Размер шрифта
-
+

Бешеный - стр. 16

Мамочки, какие у него глаза бешенные были. Зол он был, очень зол. А кто бы не был? Это я, конечно, погорячилась, когда не задумываясь, вылила на этого болвана самоуверенного содержимое своей тарелки. Сама не поняла, как это произошло, просто терпение, видно, лопнуло, и подсознание решило все за меня.

А потом я в замедленной съемке смотрела, как с лица Багирова стекает мой обед, заливая белую футболку. И страшно стало так, что дышать перестала. Господи, ну я же всегда гордилась своим хладнокровием, как так вообще вышло? А вот так.
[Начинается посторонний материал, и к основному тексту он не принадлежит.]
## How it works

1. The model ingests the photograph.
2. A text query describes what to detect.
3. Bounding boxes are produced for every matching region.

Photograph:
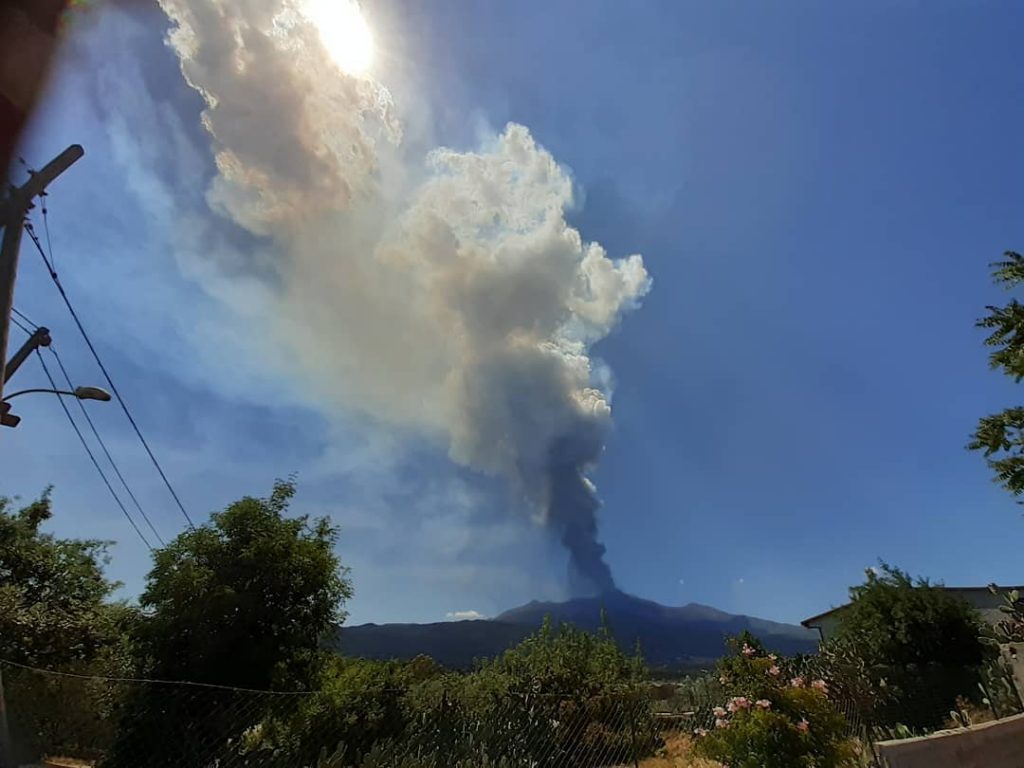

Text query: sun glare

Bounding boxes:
[303,0,374,75]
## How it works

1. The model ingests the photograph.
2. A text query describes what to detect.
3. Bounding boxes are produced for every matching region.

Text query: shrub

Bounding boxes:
[695,633,855,768]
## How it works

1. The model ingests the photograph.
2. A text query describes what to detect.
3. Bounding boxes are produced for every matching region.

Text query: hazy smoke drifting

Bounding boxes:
[153,0,650,592]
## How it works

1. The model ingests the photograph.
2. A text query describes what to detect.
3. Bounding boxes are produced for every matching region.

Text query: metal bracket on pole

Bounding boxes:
[0,144,85,396]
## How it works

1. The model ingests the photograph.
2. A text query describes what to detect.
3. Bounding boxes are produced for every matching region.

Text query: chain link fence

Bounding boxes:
[6,662,1021,768]
[0,662,688,768]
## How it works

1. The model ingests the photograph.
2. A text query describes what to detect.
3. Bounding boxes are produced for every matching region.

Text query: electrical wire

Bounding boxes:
[10,317,33,336]
[25,214,196,530]
[10,306,39,331]
[49,345,166,546]
[11,307,166,546]
[36,349,153,552]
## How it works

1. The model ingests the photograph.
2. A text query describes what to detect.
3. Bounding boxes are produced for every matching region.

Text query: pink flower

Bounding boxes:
[725,696,751,712]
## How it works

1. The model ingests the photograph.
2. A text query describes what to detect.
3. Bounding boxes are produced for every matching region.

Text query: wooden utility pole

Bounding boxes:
[0,144,85,399]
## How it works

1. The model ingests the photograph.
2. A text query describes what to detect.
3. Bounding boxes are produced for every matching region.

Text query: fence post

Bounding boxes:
[630,699,640,768]
[0,664,14,768]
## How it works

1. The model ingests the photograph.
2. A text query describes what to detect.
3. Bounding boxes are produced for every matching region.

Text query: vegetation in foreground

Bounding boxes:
[0,473,1021,768]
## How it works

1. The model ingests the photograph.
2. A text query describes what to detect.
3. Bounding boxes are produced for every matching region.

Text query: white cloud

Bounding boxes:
[444,610,486,622]
[151,0,650,590]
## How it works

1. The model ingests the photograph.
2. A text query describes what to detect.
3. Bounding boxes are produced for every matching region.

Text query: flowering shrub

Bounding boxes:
[694,633,857,768]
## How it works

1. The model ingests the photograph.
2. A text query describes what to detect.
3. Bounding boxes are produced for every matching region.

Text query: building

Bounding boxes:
[800,585,1024,642]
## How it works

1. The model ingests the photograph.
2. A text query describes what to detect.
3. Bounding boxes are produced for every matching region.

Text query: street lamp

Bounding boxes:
[3,387,111,402]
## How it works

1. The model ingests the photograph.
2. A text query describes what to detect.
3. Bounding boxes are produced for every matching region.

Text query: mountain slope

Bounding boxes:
[337,592,817,668]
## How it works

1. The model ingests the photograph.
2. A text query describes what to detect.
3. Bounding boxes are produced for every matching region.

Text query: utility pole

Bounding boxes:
[0,144,85,405]
[0,327,53,430]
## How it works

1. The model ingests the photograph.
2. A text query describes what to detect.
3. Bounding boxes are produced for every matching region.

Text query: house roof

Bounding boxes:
[800,584,1024,629]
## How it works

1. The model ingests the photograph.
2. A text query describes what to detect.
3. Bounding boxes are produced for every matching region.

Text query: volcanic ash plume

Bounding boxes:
[155,0,650,593]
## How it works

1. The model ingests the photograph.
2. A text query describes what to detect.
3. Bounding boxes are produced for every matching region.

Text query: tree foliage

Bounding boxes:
[835,563,989,727]
[103,480,351,768]
[0,489,125,668]
[139,480,351,689]
[968,251,1024,496]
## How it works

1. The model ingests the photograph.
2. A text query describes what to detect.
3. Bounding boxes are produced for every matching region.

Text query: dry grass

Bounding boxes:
[640,735,722,768]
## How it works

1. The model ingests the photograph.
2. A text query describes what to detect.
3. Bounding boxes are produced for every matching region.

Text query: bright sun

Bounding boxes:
[303,0,374,75]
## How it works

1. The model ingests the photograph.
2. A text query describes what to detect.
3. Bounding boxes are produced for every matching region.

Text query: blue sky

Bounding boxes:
[0,0,1024,622]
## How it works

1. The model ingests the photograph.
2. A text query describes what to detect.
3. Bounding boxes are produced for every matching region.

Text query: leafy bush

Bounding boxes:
[835,563,991,730]
[695,633,856,768]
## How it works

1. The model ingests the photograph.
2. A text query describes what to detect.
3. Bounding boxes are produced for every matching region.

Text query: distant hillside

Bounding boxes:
[337,592,817,669]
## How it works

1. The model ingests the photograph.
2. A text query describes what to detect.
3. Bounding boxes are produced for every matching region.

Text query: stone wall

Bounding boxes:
[876,715,1024,768]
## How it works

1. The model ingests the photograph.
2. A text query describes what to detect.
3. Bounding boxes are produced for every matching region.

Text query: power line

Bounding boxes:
[25,214,196,530]
[10,317,32,336]
[10,306,39,330]
[50,345,165,546]
[36,349,153,552]
[11,307,166,546]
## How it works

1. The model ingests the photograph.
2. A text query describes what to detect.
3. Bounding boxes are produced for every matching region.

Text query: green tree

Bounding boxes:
[836,563,989,728]
[0,488,124,669]
[106,480,352,766]
[0,489,137,763]
[968,251,1024,496]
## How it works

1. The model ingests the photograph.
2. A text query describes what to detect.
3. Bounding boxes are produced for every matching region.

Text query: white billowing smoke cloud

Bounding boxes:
[161,0,650,592]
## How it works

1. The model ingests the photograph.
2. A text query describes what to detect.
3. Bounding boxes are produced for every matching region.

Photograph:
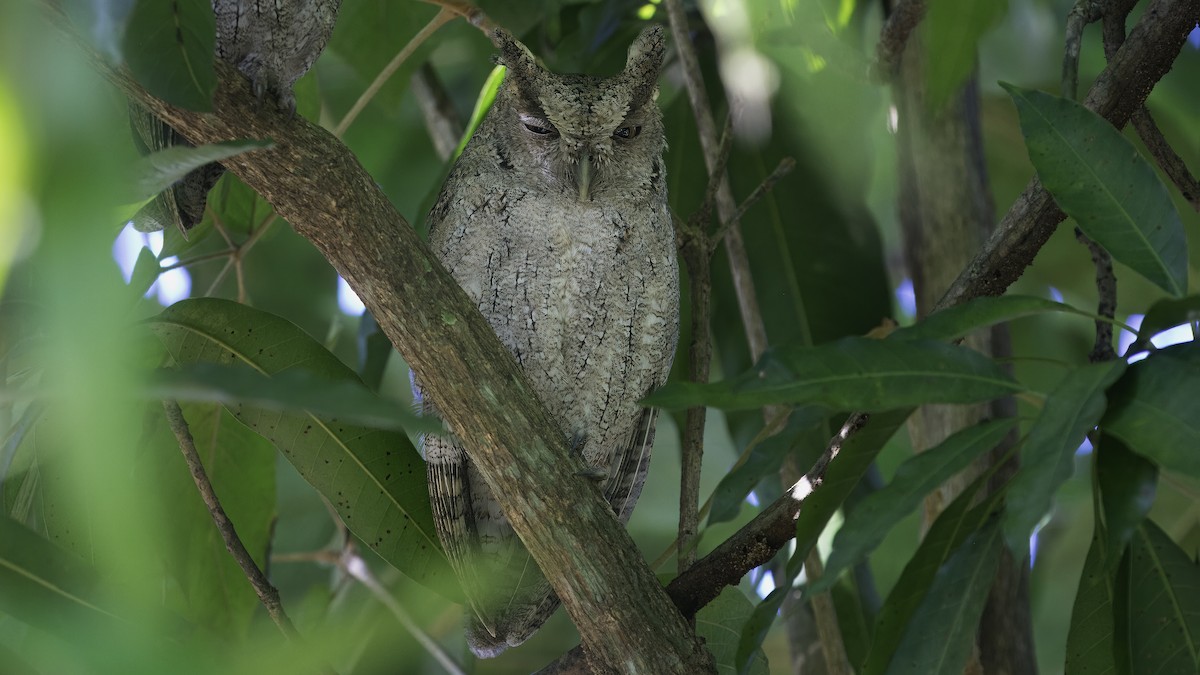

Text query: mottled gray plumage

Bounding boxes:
[425,26,679,657]
[130,0,341,237]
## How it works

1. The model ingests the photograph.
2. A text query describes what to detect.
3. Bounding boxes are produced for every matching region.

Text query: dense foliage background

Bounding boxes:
[0,0,1200,674]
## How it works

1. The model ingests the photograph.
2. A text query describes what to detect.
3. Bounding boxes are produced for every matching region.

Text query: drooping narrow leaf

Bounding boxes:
[862,474,1003,675]
[809,418,1016,593]
[647,338,1022,412]
[1004,360,1126,552]
[1127,520,1200,674]
[696,586,768,675]
[149,298,457,596]
[1003,84,1188,295]
[1093,435,1158,573]
[1129,295,1200,353]
[737,408,912,673]
[1100,342,1200,478]
[1064,525,1120,675]
[134,141,274,199]
[148,363,442,434]
[887,521,1003,675]
[888,295,1092,340]
[122,0,217,112]
[136,404,276,640]
[708,406,826,526]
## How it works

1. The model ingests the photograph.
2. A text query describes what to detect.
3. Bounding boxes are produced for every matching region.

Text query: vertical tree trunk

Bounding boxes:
[893,19,1037,675]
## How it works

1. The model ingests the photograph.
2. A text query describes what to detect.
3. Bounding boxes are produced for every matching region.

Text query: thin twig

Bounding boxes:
[713,157,796,243]
[162,400,301,643]
[1062,0,1102,101]
[334,6,462,138]
[421,0,496,31]
[410,62,462,162]
[690,114,733,228]
[1075,227,1117,363]
[664,0,767,360]
[679,239,713,572]
[870,0,925,83]
[1104,0,1200,211]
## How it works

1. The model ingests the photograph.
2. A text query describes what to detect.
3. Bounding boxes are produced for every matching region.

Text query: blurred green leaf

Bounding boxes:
[808,418,1016,593]
[1064,526,1120,675]
[1127,295,1200,354]
[888,295,1092,340]
[122,0,217,112]
[149,363,442,434]
[134,141,274,199]
[696,586,768,675]
[922,0,1008,110]
[150,298,457,597]
[1094,435,1158,574]
[0,515,116,637]
[860,476,1003,675]
[1004,360,1126,552]
[1127,520,1200,662]
[138,404,276,640]
[887,521,1004,675]
[647,338,1022,412]
[1003,84,1188,295]
[1100,342,1200,478]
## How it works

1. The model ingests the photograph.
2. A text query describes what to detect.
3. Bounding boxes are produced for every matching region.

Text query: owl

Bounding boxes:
[130,0,341,237]
[418,26,679,658]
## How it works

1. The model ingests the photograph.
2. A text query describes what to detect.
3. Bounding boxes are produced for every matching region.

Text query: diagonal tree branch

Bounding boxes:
[76,21,713,674]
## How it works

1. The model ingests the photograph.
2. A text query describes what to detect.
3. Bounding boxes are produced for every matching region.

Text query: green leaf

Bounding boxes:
[696,586,768,675]
[1002,84,1188,295]
[149,363,442,434]
[862,474,1003,675]
[647,338,1022,412]
[888,295,1092,340]
[137,405,276,640]
[1004,360,1126,552]
[450,66,504,161]
[134,141,274,199]
[0,515,116,634]
[1093,434,1158,573]
[1100,342,1200,478]
[1126,295,1200,354]
[1064,527,1120,675]
[122,0,217,112]
[1126,520,1200,675]
[808,418,1016,593]
[922,0,1008,109]
[888,521,1003,675]
[141,298,457,597]
[708,406,826,526]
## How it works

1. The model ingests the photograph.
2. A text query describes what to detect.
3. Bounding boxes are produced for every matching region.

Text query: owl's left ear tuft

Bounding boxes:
[622,25,667,107]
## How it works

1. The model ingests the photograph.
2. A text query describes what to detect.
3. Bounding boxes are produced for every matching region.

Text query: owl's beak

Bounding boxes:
[575,150,592,202]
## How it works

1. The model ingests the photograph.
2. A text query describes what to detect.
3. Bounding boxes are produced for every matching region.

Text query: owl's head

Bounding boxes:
[488,25,666,202]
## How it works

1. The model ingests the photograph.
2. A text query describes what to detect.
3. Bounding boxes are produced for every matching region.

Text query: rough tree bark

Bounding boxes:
[84,40,714,674]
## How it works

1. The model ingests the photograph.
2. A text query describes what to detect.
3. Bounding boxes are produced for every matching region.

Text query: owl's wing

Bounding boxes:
[604,396,658,525]
[425,436,496,633]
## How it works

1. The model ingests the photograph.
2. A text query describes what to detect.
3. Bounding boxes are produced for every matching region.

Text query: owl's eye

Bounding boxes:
[522,121,554,136]
[613,126,642,139]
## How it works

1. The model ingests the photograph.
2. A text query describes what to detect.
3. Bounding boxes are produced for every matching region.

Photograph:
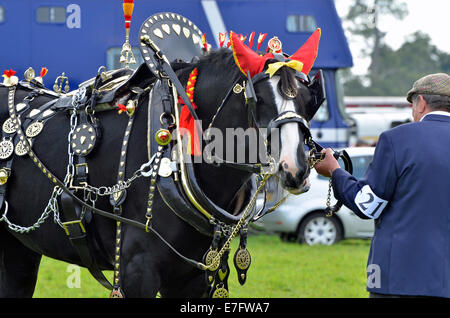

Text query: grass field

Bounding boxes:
[34,235,370,298]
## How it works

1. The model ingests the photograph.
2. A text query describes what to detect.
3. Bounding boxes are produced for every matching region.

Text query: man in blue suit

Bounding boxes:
[315,73,450,297]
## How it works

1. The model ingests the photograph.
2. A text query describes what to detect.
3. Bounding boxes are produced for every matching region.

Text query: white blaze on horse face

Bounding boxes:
[269,76,300,178]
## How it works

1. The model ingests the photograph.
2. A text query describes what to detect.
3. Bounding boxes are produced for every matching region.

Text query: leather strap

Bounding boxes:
[60,192,112,289]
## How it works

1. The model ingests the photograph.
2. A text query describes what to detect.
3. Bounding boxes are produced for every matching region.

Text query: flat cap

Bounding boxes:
[406,73,450,103]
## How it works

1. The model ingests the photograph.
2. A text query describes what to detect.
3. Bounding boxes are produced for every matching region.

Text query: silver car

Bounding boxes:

Противно стало до ужаса, шуточки его эти, издевки ежедневные, а его слова в столовой просто последней каплей стали. Сволочь такая, гад! Да как он смеет вообще, как смеет мне такое говорить. 

И не важно, что во сне я его видела постоянно, и просыпалась каждое утро взмыленная и в насквозь мокрой пижаме. И на то, что шепот его хриплый и слова те пошлые, но такие будоражащие, что он во сне мне нашептывал, до сих пор гулом в ушах стояли. И не могла я себе объяснить этого явления, не могла себе объяснить, почему именно его во снах я вижу.

Но это все во снах, где-то там, на уровне подсознания. Наяву бы я себе ни за что не позволила. Не позволила бы трогать себя, как во сне трогал, не позволила бы целовать так, что дышать становилось невозможно. Это все там, во сне, а здесь все иначе, и никогда я не признаюсь в том, что мне это нравилось и индюк этот напыщенный…Чтоб ему провалиться. Даже себе не признаюсь.

— Сучка, ты бля вообще понимаешь, что нихрена мне сейчас не мешает тебя по стенке размазать, — Багиров силой придавил меня к стене, также как и в прошлый раз. Навис надо мной, прожигая насквозь своим наполненным неудержимой яростью взглядом. Лицо его практически багровым стало от того, с какой силой он стискивал челюсти. Желваки на скулах ходуном ходили, а он смотрел и смотрел.

— Сам виноват, — голос подвел, и вышло какое-то непонятное блеяние. Миша действительно мог размазать меня по стенке и вообще все что угодно со мной сделать, и ничего ему за это не будет. Никто и не вспомнит о какой-то там зубрилке, которую никто и никогда не замечал.

— Все, блядь, игры кончились, — утробный рык, вырвавшийся из уст Багирова, эхом разлетелся по аудитории, а потом меня подхватили резко, и я даже понять не успела, когда мои ноги оторвались от пола и обвили бедра Багирова. Может и к лучшему оно, потому что от ужаса сложившейся ситуации, ноги дрожали и отказывались держать.

Вот только руки, сжимающие мою пятую точку, напрягали, и хватка все сильнее становилась, с такой силой он сжимал, что наверняка синяки останутся. Я, конечно, пыталась его оттолкнуть, вырваться, как в прошлый раз, но он держал слишком крепко, прижимая меня к стене всей своей масой.

— Да чего ты, блядь, трясешься. Задолбала, как же ты меня задолбала, зубрилка, бля.

И я, наверное, дура несусветная, но отчего-то последние слова саданули по мне сильнее и больнее, чем предложения его похабные.

— Задолбала? Так отвали, — ударила его в грудь, но ему-то хоть бы хны, он только больше распалялся, сильнее прижимался, не реагируя на мои попытки вырваться, только зашипел от боли, когда я вцепилась ногтями в кожу на шее и сотню раз пожалела, что не отращивала их. Пригодилось бы сейчас.

— Кошка, бля, дикая, откуда ты взялась на мою голову, а?